ChEn-1070: Introduction to Chemical Engineering Spring 2019 UMass Lowell; Profs. Manohar and de Almeida 26Mar2019
A significant Python
package that supports tabular calculations (spreadsheet) is called: Pandas
we will use Pandas
to build tabular data and perform statistical analysis. We will access Pandas
with the import
keyword
import pandas
'''Import pandas'''
import pandas as pd
It is a one-dimensional labeled array capable of holding any data type (integers, strings, floating point numbers, Python objects, etc.). The axis labels are collectively referred to as the index.
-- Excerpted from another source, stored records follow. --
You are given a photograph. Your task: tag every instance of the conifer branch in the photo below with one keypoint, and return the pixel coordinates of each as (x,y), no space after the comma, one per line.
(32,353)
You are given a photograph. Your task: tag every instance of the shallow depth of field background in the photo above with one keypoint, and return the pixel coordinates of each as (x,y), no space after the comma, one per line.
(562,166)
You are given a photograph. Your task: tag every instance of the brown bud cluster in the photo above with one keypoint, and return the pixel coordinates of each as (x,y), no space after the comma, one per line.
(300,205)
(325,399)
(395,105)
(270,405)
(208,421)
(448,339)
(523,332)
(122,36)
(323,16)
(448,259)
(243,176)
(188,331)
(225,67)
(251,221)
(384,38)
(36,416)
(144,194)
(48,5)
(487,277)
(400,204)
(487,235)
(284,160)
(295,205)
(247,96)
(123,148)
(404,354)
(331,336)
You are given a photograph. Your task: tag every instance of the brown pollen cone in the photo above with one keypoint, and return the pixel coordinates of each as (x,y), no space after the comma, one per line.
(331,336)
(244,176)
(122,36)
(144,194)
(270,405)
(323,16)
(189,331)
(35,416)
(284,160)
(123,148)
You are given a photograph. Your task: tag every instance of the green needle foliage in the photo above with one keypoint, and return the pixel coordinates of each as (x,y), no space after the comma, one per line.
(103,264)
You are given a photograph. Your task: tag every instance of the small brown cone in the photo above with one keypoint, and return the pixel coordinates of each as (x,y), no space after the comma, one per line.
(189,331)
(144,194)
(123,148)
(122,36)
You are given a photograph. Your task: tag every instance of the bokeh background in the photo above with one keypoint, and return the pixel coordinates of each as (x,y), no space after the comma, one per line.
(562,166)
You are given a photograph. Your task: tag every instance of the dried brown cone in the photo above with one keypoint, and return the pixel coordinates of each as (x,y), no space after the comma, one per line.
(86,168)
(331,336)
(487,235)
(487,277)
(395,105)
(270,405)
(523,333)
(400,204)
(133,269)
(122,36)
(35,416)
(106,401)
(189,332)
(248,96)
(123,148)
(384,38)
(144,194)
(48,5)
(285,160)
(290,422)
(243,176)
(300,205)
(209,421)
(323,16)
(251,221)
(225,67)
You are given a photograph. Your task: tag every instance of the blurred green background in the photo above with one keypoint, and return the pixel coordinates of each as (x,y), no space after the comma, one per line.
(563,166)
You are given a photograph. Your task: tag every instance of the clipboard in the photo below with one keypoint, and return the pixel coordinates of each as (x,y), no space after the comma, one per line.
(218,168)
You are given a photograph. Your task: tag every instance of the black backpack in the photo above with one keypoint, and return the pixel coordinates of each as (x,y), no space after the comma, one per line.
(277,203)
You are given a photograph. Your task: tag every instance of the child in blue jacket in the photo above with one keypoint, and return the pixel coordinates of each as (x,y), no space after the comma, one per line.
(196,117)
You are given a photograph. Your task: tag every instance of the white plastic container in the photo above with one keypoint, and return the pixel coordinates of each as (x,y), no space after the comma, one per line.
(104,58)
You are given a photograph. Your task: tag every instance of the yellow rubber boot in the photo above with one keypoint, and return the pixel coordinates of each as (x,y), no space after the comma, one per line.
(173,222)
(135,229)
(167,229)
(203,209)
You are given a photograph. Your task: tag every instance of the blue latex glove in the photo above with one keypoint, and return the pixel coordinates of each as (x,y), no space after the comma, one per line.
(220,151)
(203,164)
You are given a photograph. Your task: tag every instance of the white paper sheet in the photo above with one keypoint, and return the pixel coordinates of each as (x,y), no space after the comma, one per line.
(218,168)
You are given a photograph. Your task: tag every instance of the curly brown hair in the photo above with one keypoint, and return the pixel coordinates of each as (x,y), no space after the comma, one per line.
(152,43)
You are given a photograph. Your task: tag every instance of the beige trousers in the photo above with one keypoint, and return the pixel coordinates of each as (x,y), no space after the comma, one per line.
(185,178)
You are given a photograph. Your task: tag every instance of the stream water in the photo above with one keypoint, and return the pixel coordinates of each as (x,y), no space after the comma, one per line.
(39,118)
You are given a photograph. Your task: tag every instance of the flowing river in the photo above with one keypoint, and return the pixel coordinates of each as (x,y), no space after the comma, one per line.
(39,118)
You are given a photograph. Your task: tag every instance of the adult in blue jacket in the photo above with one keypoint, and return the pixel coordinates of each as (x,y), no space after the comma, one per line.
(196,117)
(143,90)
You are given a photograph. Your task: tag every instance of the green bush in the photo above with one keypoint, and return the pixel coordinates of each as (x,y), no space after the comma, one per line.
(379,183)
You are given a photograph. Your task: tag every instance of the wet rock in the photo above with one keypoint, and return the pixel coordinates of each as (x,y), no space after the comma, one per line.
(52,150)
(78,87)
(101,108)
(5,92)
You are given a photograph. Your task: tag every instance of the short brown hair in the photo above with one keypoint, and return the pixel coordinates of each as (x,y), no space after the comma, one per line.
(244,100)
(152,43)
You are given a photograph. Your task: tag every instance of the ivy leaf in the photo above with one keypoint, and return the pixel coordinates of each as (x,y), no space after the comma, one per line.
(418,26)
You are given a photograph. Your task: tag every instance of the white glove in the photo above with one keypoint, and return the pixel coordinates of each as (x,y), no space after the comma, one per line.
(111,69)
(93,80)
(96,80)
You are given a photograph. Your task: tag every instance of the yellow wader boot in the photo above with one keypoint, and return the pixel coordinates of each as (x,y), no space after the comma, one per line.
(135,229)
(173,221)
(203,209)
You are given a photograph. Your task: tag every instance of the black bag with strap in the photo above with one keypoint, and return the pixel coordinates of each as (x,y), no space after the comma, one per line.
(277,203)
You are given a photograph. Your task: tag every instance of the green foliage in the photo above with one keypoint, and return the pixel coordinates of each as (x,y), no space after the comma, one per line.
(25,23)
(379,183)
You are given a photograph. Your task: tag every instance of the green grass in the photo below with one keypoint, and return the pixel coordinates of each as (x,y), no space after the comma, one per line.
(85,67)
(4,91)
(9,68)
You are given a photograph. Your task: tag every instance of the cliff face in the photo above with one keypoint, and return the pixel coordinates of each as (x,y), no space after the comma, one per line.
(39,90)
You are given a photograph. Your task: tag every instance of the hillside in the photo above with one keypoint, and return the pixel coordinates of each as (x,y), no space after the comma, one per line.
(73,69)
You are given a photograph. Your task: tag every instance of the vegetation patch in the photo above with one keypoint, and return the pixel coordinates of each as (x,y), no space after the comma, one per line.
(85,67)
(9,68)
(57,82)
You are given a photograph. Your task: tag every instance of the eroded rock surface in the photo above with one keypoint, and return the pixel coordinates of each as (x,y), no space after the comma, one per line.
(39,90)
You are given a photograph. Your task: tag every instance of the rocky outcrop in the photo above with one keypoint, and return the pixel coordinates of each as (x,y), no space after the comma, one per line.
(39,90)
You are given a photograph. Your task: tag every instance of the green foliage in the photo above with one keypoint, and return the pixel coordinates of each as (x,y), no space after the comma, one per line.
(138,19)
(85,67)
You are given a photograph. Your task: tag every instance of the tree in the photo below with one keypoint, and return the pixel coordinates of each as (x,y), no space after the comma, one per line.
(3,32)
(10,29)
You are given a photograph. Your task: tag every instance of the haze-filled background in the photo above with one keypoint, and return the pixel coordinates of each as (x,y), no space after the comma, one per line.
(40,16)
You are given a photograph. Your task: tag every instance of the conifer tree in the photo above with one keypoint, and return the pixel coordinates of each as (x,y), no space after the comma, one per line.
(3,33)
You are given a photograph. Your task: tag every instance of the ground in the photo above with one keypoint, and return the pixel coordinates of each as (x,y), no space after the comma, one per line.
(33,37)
For example, note how to create a pandas
series:
'''Create basic Pandas series'''
data = [1.10134,2.29211,3.383457,4.678454]
s0 = pd.Series(data)
print(s0)
0 1.101340 1 2.292110 2 3.383457 3 4.678454 dtype: float64
Note that the overall type is float64
(i.e. floating point with double precision), and the default labels are added: 0,1,2,3
'''Display number of significant digits'''
pd.options.display.float_format = '{:.2e}'.format
print(s0)
0 1.10e+00 1 2.29e+00 2 3.38e+00 3 4.68e+00 dtype: float64
There are various statistics in pandas
:
'''Statistics'''
print('s0 mean =',s0.mean())
print('s0 sum =',s0.sum())
print('s0 std =',s0.std())
print('s0 var =',s0.var())
print('s0 sem =',s0.sem())
s0 mean = 2.86384025 s0 sum = 11.455361 s0 std = 1.5271004374941803 s0 var = 2.3320357461949173 s0 sem = 0.7635502187470902
Function | Description |
---|---|
count | Number of non-NA observations |
sum | Sum of values |
mean | Mean of values |
mad | Mean absolute deviation |
median | Arithmetic median of values |
min | Minimum |
max | Maximum |
mode | Mode |
abs | Absolute Value |
prod | Product of values |
std | Bessel-corrected sample standard deviation |
var | Unbiased variance |
sem | Standard error of the mean |
skew | Sample skewness (3rd moment) |
kurt | Sample kurtosis (4th moment) |
quantile | Sample quantile (value at %) |
cumsum | Cumulative sum |
cumprod | Cumulative product |
cummax | Cumulative maximum |
cummin | Cumulative minimum |
There is a convenient describe()
function which computes a variety of summary statistics:
'''Describe statistics summary of data'''
s0.describe()
count 4.00e+00 mean 2.86e+00 std 1.53e+00 min 1.10e+00 25% 1.99e+00 50% 2.84e+00 75% 3.71e+00 max 4.68e+00 dtype: float64
'''Data access with index operator'''
print("s0[3] = ",s0[3])
s0[3] = 4.678454
'''Data assignment with index operator'''
s0[2] = 'hello'
print(s0)
0 1.10e+00 1 2.29e+00 2 hello 3 4.68e+00 dtype: object
Note that the overall type is now object
because of the mixed data type.
'''Fast data access with integer index'''
s0.iat[-1]
4.678454
'''Slower than iat[], more generic (see below in Data Frames) access with integer index'''
s0.iloc[-2]
'hello'
'''Create a Pandas series w/ a dictionary'''
data = {'a':1,'b':2,'c':3,'d':4}
s1 = pd.Series(data)
print(s1)
a 1 b 2 c 3 d 4 dtype: int64
The overall type is int64
(i.e integer with double precision), but notice the labels are taken from the data dictionary (the keys are made as labels).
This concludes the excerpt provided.